Du müsstest bei DVI=>HDMI da aber sichergehen, dass der DVI-Ausgang auch den TOn weiterleitet (bei Nvidia nicht unbedingt sicher - Ton per DVI hatte damals nur AMD, bevor HDMI aufkam) UND das das Kabel bzw. der Adapter es ebenfalls tut, denn DVI hat standardmäßig kein Tonsignal vorgesehen.


----------



## Superwip (15. Juni 2012)

Preis und Qualität (insbesondere Signalqualität) korrellieren bei Kabeln, insbesondere bei HDMI Kabeln nicht unbedingt...

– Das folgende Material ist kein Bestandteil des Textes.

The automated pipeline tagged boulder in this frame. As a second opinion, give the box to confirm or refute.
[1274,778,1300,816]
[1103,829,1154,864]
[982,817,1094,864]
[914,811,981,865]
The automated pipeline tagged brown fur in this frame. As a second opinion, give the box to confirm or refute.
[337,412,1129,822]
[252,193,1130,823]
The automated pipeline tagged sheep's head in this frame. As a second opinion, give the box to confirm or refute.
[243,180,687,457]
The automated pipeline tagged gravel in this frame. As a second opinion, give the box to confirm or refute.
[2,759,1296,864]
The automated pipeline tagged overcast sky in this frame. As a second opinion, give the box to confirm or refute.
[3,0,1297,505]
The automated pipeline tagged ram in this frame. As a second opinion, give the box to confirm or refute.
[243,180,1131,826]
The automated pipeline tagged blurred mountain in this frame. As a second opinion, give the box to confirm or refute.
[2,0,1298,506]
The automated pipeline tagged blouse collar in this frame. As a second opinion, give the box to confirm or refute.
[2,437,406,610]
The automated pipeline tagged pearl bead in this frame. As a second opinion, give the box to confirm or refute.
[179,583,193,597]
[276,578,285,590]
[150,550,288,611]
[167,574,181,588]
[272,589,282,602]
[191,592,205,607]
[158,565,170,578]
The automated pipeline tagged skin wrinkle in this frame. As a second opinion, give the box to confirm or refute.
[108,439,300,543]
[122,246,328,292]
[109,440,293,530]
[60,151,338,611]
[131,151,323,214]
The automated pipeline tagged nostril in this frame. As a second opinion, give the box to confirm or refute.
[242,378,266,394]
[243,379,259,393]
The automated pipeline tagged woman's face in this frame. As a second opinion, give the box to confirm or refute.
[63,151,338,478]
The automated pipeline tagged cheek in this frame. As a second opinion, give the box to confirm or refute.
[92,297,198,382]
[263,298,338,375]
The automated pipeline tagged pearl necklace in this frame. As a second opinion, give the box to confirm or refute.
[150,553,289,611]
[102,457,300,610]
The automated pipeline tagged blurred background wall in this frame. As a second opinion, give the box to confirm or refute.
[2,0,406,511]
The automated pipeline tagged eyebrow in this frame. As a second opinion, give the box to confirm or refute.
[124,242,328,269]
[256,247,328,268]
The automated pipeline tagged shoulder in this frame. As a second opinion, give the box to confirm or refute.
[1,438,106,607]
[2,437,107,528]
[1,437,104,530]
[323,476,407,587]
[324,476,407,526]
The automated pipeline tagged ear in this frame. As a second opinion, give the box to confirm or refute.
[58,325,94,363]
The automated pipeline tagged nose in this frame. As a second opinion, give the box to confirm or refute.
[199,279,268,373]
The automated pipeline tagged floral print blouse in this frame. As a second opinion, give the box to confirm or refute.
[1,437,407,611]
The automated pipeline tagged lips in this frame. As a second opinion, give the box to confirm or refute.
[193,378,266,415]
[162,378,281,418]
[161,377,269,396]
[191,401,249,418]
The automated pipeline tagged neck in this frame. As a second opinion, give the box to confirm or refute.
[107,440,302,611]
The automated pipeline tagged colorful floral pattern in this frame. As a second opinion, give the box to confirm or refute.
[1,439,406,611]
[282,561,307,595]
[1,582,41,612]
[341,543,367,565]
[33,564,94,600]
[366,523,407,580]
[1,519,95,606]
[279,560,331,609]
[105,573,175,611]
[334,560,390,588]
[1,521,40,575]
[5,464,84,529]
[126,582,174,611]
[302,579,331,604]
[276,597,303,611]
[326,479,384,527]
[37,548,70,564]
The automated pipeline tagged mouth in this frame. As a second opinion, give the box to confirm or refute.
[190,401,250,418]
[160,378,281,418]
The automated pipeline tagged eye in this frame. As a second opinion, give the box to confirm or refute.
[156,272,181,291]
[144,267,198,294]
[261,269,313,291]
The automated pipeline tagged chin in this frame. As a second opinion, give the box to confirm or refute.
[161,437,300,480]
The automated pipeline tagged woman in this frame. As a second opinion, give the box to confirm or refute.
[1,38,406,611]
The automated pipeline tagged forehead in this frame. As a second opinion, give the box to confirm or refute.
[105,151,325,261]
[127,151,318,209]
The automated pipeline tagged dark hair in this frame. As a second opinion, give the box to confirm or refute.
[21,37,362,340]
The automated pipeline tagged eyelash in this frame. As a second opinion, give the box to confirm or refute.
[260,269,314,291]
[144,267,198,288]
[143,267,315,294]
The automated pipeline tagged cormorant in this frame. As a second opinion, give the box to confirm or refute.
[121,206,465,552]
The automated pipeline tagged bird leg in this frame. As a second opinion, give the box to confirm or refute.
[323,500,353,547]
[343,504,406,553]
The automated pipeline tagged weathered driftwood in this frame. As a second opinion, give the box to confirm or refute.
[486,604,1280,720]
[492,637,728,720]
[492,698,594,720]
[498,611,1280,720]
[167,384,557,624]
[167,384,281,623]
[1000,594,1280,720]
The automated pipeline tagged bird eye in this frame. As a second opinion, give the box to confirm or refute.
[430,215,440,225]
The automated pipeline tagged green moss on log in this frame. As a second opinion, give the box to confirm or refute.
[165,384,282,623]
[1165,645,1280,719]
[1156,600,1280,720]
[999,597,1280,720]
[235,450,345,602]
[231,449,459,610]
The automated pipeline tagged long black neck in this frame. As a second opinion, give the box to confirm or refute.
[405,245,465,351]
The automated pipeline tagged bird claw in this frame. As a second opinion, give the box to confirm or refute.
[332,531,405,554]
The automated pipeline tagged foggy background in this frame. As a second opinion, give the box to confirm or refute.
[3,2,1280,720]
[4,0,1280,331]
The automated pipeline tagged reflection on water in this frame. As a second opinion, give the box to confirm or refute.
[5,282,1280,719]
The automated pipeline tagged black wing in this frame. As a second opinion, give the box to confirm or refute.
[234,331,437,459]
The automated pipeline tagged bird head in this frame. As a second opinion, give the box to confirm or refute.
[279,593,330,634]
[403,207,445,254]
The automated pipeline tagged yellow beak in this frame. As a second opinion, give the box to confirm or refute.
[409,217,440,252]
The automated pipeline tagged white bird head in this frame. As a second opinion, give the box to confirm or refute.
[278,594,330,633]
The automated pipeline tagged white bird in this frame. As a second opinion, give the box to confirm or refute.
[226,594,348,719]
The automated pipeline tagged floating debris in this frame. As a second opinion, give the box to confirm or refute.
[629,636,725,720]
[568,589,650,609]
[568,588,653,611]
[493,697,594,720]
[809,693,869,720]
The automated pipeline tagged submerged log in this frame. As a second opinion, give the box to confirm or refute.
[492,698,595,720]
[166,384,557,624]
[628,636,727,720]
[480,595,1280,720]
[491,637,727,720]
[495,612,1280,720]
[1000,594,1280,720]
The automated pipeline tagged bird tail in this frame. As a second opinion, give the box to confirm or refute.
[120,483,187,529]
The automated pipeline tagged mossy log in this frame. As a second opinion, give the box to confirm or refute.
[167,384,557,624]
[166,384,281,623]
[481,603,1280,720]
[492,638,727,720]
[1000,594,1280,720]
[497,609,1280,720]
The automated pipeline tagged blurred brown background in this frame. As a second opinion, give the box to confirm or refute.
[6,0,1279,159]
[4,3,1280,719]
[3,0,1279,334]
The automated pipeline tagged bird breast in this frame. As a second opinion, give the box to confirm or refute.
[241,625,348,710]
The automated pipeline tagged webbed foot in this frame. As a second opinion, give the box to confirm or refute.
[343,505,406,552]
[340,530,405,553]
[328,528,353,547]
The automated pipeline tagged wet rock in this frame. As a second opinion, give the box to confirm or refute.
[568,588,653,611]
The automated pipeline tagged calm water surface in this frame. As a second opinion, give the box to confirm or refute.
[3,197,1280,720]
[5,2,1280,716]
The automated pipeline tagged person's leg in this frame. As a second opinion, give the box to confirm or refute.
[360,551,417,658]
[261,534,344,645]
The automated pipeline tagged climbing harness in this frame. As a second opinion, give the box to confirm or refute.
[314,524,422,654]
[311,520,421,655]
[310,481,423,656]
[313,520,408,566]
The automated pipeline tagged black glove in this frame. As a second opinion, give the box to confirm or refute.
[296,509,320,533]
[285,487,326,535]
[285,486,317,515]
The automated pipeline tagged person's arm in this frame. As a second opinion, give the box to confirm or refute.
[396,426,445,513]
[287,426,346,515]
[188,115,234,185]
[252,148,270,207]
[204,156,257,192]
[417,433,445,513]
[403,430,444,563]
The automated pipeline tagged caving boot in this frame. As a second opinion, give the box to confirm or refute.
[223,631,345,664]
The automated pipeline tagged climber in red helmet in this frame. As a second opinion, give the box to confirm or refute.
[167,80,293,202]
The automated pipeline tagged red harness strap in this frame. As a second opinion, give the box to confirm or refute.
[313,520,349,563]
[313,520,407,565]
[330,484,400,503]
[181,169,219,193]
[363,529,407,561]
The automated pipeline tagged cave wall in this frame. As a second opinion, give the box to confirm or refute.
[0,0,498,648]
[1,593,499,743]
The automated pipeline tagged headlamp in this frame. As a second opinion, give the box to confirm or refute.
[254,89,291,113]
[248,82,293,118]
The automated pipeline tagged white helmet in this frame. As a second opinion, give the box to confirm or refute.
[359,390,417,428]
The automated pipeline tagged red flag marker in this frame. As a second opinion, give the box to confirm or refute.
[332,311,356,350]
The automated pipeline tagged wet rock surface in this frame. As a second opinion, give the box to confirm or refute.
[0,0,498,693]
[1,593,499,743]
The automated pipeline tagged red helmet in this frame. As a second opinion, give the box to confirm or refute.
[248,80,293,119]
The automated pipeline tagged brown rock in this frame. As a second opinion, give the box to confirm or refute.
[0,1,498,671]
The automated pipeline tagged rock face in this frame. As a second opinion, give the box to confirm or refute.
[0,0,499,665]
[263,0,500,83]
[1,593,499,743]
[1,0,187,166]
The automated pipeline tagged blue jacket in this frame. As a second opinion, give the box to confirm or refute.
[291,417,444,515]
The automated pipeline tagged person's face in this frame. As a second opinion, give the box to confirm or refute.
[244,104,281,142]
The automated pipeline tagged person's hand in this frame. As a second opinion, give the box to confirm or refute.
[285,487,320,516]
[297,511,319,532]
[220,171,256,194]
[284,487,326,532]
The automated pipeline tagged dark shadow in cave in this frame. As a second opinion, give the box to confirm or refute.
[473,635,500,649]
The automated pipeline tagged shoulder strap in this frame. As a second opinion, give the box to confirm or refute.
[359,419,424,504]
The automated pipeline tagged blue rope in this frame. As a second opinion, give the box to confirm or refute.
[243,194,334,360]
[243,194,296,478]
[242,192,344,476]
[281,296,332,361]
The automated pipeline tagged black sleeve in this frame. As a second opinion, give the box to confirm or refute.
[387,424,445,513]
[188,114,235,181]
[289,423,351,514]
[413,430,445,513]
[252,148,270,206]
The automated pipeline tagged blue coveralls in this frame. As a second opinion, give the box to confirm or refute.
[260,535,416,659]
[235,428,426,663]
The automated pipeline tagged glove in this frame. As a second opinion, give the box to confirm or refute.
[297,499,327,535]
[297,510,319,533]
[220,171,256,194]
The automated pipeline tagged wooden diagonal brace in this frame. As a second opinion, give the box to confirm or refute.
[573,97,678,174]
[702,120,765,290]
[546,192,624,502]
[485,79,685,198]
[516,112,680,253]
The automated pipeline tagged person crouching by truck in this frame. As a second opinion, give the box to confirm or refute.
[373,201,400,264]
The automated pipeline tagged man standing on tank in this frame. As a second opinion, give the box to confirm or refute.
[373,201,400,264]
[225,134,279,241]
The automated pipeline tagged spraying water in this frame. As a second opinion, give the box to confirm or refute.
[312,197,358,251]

Daher: Kaufen -> Testen -> wenn es nicht funktioniert zurückgeben

Mehr als 7,5m sind im HDMI 1.*4* Standard übrigens nicht vorgesehen, daher braucht es schon hochwertige Kabel


----------



## Green.Tea (15. Juni 2012)

Herbboy schrieb:


> Du müsstest bei DVI=>HDMI da aber sichergehen, dass der DVI-Ausgang auch den TOn weiterleitet (bei Nvidia nicht unbedingt sicher - Ton per DVI hatte damals nur AMD, bevor HDMI aufkam) UND das das Kabel bzw. der Adapter es ebenfalls tut, denn DVI hat standardmäßig kein Tonsignal vorgesehen.


 

Das war nen gute Einfall von dir  habs vorhin mal getestet und es funktioniert !  

Ich denke ich werde mir einfach mal das Kabel bestellen und es einfach mal ausprobieren, wie "Superwip" schon gesagt hat


----------